[PAROLES D'AGENCES]
Après des années de bons et loyaux services, la RSE rend son tablier. Il faut dire que les critiques récentes à son encontre n’ont pas été tendres : trop bavarde dans ses communications, trop molle dans ses actions. L’équilibre n’a finalement jamais été trouvé, le succès non plus. Il est temps de comprendre que c’est le décryptage du futur qui nous permettra de changer les choses aujourd’hui.

Entretien avec Charles de Beauvoir, CEO de Terre de Sienne et Sonia Laforge, directrice du pôle corporate de l’agence

Vous portez un regard très critiquesur la RSE tout en saluant les grandes avancées entreprises par ces démarches dans le monde économique. Pourquoi s’attaquer à ce sujet aujourd’hui ?

C.D.B. Le célèbre acronyme s’efface de plus en plus des contenus corporate, financiers et même extra-financiers.Tellement utilisé, tellement galvaudé, il s’est vidé de son sens pour n’être devenu qu’une notion un peu fourre-tout. Cela permettrait notamment aux férus de communication (et moins d’actions) de trouver grâce aux yeux de leurs parties prenantes. Pourtant l’apport de la RSE a été majeur dans une prise de conscience indispensable des enjeux environnementaux et sociaux. Mais la contribution la plus symbolique de la RSE a certainement été de réunir deux mondes a priori opposés : le financier et l’extra-financier.

Comment cela se traduit-il concrètement ?

S.L. Appréhender l’entreprise dans sa globalité est certainement le plus bel héritage de cette démarche. Car oui, fait majeur de ces dernières années : la performance globale des entreprises est de plus en plus appréciée à l’aune de ses résultats financiers mais aussi extra-financiers, en l’occurrence ses performances en matière environnementale, sociale et de gouvernance. En 2021 et sur fond de Green Deal, la Commission européenne a d’ailleurs renforcé très nettement le poids et la place des informations extra-financières dans les obligations de transparence. Des progrès donc, et une belle avancée ! Dès lors que les investisseurs n’investissent plus (ou moins) dans les entreprises qui ne montrent pas patte blanche en matière de durabilité, nous pouvons imaginer que le mouvement va s’amplifier dans le bon sens.

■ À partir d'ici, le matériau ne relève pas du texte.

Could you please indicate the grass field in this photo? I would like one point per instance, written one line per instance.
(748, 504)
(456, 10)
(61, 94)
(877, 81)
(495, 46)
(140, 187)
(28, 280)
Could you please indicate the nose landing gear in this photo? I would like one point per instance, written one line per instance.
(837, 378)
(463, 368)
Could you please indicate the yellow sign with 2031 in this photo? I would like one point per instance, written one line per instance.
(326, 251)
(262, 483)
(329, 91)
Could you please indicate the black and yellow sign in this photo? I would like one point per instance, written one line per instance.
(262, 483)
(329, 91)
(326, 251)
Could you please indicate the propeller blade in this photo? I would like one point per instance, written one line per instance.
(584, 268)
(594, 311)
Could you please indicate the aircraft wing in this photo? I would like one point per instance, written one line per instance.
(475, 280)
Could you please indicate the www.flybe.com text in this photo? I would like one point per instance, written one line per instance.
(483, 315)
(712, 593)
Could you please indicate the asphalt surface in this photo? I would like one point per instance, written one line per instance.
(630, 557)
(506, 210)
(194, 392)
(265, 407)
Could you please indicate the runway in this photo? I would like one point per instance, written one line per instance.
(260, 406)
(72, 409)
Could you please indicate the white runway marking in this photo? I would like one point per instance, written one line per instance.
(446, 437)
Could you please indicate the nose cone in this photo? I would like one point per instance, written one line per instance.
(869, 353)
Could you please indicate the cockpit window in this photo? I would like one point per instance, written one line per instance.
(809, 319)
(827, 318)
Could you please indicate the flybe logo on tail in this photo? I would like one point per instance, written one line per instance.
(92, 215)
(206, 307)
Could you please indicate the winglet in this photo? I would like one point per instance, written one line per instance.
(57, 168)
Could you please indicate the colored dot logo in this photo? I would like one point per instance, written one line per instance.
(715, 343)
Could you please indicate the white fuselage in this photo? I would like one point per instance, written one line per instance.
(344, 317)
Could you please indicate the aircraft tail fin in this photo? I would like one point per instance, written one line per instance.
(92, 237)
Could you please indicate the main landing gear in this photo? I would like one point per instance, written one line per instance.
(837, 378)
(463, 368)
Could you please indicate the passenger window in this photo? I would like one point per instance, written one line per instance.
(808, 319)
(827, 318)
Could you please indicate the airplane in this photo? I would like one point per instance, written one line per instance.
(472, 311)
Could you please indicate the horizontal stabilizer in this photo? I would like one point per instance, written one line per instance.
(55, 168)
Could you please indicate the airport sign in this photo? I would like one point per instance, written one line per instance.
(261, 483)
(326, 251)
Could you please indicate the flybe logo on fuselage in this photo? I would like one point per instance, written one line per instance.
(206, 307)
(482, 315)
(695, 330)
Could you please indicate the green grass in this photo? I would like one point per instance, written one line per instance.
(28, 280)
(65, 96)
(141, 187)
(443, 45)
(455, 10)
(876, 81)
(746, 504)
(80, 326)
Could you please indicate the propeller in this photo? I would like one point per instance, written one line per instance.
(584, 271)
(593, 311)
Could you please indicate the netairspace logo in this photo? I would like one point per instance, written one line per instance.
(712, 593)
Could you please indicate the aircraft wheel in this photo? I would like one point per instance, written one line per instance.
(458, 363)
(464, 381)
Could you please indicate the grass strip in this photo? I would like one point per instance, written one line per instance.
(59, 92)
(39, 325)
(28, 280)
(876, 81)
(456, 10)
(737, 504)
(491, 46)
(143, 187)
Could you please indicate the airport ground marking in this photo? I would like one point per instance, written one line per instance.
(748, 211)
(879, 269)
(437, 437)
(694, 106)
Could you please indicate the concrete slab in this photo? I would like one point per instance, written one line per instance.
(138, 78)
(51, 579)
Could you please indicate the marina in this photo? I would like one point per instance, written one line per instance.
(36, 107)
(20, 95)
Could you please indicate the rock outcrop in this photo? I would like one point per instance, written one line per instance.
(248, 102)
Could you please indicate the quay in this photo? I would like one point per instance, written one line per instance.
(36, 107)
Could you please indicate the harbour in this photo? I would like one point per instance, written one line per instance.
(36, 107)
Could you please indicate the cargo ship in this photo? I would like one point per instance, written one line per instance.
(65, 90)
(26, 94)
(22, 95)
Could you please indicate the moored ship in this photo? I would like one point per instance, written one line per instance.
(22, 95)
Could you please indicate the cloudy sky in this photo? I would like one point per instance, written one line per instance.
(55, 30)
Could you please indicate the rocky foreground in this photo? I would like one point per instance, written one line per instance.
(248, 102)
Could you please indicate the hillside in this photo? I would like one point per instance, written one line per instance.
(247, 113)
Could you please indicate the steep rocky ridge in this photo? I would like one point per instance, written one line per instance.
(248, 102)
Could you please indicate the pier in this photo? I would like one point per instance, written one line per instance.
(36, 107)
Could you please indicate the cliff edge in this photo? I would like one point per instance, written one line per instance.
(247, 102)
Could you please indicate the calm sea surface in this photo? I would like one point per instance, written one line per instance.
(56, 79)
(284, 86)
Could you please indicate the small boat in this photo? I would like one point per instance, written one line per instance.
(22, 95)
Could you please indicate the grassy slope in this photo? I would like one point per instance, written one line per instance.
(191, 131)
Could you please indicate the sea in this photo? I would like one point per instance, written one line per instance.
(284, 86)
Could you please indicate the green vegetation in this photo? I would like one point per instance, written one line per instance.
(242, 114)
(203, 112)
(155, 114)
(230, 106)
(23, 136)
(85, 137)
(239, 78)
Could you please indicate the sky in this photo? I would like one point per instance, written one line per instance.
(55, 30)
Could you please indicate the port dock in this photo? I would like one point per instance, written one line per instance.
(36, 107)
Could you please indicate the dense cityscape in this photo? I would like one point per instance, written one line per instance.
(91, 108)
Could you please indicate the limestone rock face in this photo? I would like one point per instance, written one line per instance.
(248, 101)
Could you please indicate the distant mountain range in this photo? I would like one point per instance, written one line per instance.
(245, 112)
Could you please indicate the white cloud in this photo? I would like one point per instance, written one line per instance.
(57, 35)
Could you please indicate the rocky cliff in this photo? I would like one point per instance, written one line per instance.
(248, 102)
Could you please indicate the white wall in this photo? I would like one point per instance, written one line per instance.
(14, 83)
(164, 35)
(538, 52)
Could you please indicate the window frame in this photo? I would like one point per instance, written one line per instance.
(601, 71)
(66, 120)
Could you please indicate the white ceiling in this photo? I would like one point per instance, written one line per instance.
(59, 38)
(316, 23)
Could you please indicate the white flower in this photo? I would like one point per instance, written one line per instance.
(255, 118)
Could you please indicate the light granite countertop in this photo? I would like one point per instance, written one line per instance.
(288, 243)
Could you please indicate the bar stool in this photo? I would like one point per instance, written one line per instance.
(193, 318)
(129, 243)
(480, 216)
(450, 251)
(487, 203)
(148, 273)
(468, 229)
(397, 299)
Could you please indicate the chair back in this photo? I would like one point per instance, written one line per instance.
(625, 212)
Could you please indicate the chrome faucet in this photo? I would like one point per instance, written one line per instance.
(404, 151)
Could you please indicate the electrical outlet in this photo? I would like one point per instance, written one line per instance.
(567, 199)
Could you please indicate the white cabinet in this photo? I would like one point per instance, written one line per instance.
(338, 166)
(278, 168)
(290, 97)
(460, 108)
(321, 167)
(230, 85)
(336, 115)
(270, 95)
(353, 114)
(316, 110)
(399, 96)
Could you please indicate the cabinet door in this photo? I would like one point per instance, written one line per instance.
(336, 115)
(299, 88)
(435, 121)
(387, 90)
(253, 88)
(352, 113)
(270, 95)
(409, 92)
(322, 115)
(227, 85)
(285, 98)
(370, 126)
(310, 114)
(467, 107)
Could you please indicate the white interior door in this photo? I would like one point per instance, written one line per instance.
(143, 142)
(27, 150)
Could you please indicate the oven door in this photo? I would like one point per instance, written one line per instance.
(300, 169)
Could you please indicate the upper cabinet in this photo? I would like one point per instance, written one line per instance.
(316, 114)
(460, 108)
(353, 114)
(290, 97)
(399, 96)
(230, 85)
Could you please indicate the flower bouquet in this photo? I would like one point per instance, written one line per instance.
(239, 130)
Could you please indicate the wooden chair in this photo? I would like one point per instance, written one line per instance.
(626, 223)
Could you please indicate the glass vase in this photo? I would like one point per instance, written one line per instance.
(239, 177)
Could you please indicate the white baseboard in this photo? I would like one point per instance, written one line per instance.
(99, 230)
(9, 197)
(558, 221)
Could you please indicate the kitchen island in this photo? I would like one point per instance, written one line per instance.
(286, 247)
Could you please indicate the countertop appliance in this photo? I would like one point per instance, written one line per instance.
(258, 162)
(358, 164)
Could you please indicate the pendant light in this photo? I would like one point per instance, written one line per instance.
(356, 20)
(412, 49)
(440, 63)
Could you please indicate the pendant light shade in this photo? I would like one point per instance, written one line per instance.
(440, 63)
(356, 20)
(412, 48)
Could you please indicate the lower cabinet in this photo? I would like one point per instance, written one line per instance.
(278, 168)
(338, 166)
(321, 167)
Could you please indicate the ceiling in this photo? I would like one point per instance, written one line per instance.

Finalement, vous expliquez que la RSE n’est rien aujourd’hui sans la prospective. Pouvez-vous en dire plus ?

S.L. Effectivement. En analysant les indicateurs extra-financiers des années passées, les grands groupes deviennent champions pour regarder en arrière, mais pas vraiment en avant… C’est la limite du reporting. Ils déploient une énergie considérable dans la mesure (hyper-précise) de leur impact, mais toujours sur des performances passées. Dans un monde aussi incertain que le nôtre, qui vit au gré des soubresauts climatiques, sociaux, géopolitiques et sanitaires, où est l’anticipation ? Quelles mesures adopter en prévision de ces événements ? C’est le grand défi de notre époque, parce que rendre des comptes ne suffit plus. La prévision a trop longtemps été considérée comme un « nice to have » et non comme un « must have ».

C.D.B. Quand la RSE (telle qu’elle est pratiquée aujourd’hui) se cantonne à la mesure du passé, la prospective,elle, explore la science du futur. C’est une arme d’anticipation massive. Les mêmes entreprises ont pour mission de donner à comprendre le monde de demain. Notamment à leurs publics internes, ceux qui sont à la manoeuvre pour faire bouger les lignes. Tout l’art de la prospective réside dans la capacité d’identifier les grandes tendances mais surtout les signaux faibles. L’Oréal le fait à merveille quand il s’agit de travailler à l’intégration de nouvelles communautés émergentes pour la marque, en Chine et en Orient notamment, ou à la pénurie future de matériaux clés. C’est ça la prospective, ne plus considérer que nous sommes à l’épicentre des événements, mais détecter les microséismes qui font bouger le monde.